Le recours en annulation est, par ailleurs, recevable pour avoir été introduit dans les formes et délai de la loi.
Prétentions des parties A l’appui de son recours, le demandeur expose les faits et rétroactes gisant à la base de la décision déférée, tout en précisant que suite à une bagarre, il aurait été condamné le 17 août 2021 par le tribunal d’arrondissement de St. Gallen à une peine d’emprisonnement de 16 mois et « une expulsion de territoire Suisse » aurait été prononcée contre lui pour une durée de 5 ans.

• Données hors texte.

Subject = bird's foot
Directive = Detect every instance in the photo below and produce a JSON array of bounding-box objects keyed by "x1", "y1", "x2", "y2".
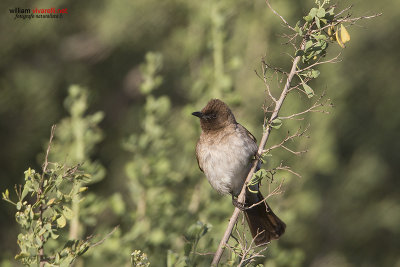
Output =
[
  {"x1": 254, "y1": 152, "x2": 264, "y2": 162},
  {"x1": 232, "y1": 197, "x2": 246, "y2": 211}
]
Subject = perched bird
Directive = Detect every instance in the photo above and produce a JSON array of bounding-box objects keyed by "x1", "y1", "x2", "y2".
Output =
[{"x1": 192, "y1": 99, "x2": 285, "y2": 245}]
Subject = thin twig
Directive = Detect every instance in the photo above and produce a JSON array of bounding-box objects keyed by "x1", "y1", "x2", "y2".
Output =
[
  {"x1": 296, "y1": 53, "x2": 342, "y2": 74},
  {"x1": 41, "y1": 125, "x2": 56, "y2": 180},
  {"x1": 279, "y1": 93, "x2": 331, "y2": 120},
  {"x1": 39, "y1": 125, "x2": 56, "y2": 267},
  {"x1": 90, "y1": 226, "x2": 119, "y2": 247},
  {"x1": 246, "y1": 178, "x2": 285, "y2": 210},
  {"x1": 264, "y1": 126, "x2": 309, "y2": 154},
  {"x1": 276, "y1": 164, "x2": 302, "y2": 178},
  {"x1": 261, "y1": 60, "x2": 277, "y2": 103},
  {"x1": 265, "y1": 0, "x2": 295, "y2": 31},
  {"x1": 336, "y1": 13, "x2": 382, "y2": 24}
]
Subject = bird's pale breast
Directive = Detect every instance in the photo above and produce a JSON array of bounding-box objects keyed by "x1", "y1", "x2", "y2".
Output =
[{"x1": 196, "y1": 124, "x2": 258, "y2": 196}]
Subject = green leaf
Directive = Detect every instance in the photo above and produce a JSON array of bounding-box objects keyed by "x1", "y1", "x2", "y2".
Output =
[
  {"x1": 271, "y1": 118, "x2": 282, "y2": 129},
  {"x1": 309, "y1": 8, "x2": 318, "y2": 18},
  {"x1": 63, "y1": 206, "x2": 73, "y2": 220},
  {"x1": 248, "y1": 169, "x2": 267, "y2": 193},
  {"x1": 295, "y1": 50, "x2": 305, "y2": 57},
  {"x1": 311, "y1": 70, "x2": 321, "y2": 78},
  {"x1": 313, "y1": 34, "x2": 327, "y2": 41},
  {"x1": 15, "y1": 253, "x2": 30, "y2": 260},
  {"x1": 167, "y1": 250, "x2": 179, "y2": 267},
  {"x1": 57, "y1": 215, "x2": 67, "y2": 228},
  {"x1": 55, "y1": 253, "x2": 60, "y2": 264},
  {"x1": 305, "y1": 40, "x2": 314, "y2": 51},
  {"x1": 44, "y1": 223, "x2": 52, "y2": 231},
  {"x1": 35, "y1": 236, "x2": 43, "y2": 247},
  {"x1": 294, "y1": 21, "x2": 300, "y2": 33},
  {"x1": 303, "y1": 83, "x2": 315, "y2": 98},
  {"x1": 38, "y1": 227, "x2": 47, "y2": 236},
  {"x1": 51, "y1": 232, "x2": 59, "y2": 239},
  {"x1": 184, "y1": 242, "x2": 191, "y2": 256},
  {"x1": 110, "y1": 193, "x2": 126, "y2": 215},
  {"x1": 252, "y1": 169, "x2": 267, "y2": 184},
  {"x1": 77, "y1": 245, "x2": 89, "y2": 256},
  {"x1": 21, "y1": 185, "x2": 29, "y2": 201},
  {"x1": 315, "y1": 17, "x2": 321, "y2": 28},
  {"x1": 317, "y1": 7, "x2": 326, "y2": 18},
  {"x1": 303, "y1": 15, "x2": 312, "y2": 22}
]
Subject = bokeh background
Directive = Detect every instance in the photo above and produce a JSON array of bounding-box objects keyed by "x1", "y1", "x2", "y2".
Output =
[{"x1": 1, "y1": 0, "x2": 399, "y2": 266}]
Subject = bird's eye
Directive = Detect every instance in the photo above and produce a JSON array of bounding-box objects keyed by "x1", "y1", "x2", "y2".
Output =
[{"x1": 204, "y1": 113, "x2": 217, "y2": 120}]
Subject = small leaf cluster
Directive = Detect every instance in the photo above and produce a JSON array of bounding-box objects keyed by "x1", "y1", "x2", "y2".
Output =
[
  {"x1": 248, "y1": 169, "x2": 268, "y2": 193},
  {"x1": 291, "y1": 2, "x2": 351, "y2": 99},
  {"x1": 122, "y1": 52, "x2": 188, "y2": 263},
  {"x1": 52, "y1": 85, "x2": 105, "y2": 184},
  {"x1": 270, "y1": 118, "x2": 283, "y2": 129},
  {"x1": 167, "y1": 221, "x2": 211, "y2": 267},
  {"x1": 131, "y1": 250, "x2": 150, "y2": 267},
  {"x1": 140, "y1": 52, "x2": 163, "y2": 95},
  {"x1": 294, "y1": 5, "x2": 335, "y2": 65},
  {"x1": 2, "y1": 164, "x2": 92, "y2": 266},
  {"x1": 248, "y1": 168, "x2": 277, "y2": 194}
]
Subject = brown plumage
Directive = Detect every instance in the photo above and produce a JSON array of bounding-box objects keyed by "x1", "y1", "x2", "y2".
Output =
[{"x1": 192, "y1": 99, "x2": 285, "y2": 245}]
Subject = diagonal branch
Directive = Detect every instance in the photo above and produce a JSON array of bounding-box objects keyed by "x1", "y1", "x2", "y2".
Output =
[
  {"x1": 211, "y1": 37, "x2": 306, "y2": 267},
  {"x1": 211, "y1": 3, "x2": 380, "y2": 265}
]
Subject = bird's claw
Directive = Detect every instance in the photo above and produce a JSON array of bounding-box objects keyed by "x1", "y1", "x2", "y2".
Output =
[{"x1": 232, "y1": 197, "x2": 246, "y2": 211}]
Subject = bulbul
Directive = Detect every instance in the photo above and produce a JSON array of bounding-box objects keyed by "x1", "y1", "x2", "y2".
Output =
[{"x1": 192, "y1": 99, "x2": 285, "y2": 245}]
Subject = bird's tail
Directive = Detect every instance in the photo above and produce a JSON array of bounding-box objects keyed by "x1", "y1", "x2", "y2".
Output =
[{"x1": 244, "y1": 192, "x2": 286, "y2": 246}]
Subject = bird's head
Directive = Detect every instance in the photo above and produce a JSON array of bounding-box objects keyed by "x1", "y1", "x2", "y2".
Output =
[{"x1": 192, "y1": 99, "x2": 236, "y2": 131}]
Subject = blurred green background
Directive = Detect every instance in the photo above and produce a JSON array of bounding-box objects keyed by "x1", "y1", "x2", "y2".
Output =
[{"x1": 1, "y1": 0, "x2": 399, "y2": 266}]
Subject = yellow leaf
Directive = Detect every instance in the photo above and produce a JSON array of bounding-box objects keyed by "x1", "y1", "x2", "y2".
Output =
[
  {"x1": 79, "y1": 186, "x2": 88, "y2": 193},
  {"x1": 340, "y1": 24, "x2": 351, "y2": 43},
  {"x1": 57, "y1": 215, "x2": 66, "y2": 228},
  {"x1": 336, "y1": 29, "x2": 345, "y2": 48},
  {"x1": 47, "y1": 198, "x2": 55, "y2": 206},
  {"x1": 328, "y1": 26, "x2": 336, "y2": 41},
  {"x1": 336, "y1": 24, "x2": 350, "y2": 48}
]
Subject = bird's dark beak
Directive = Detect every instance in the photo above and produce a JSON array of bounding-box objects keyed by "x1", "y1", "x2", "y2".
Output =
[{"x1": 192, "y1": 111, "x2": 203, "y2": 118}]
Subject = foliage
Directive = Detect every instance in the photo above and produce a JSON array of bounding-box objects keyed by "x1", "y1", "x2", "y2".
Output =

Après avoir purgé sa peine d’emprisonnement jusqu’au 30 décembre 2022, le demandeur aurait été libéré de manière conditionnelle avec un délai d’épreuve d’un an.
Par courrier du 25 janvier 2023 intitulé « Vollzug der gerichtlichen Landesverweisung », l’office de l’immigration de St. Gallen aurait informé le demandeur de ce qui suit « […] Das Kantonsgericht/Kreisgericht/Bundesgericht hat mit Entscheid vom 17.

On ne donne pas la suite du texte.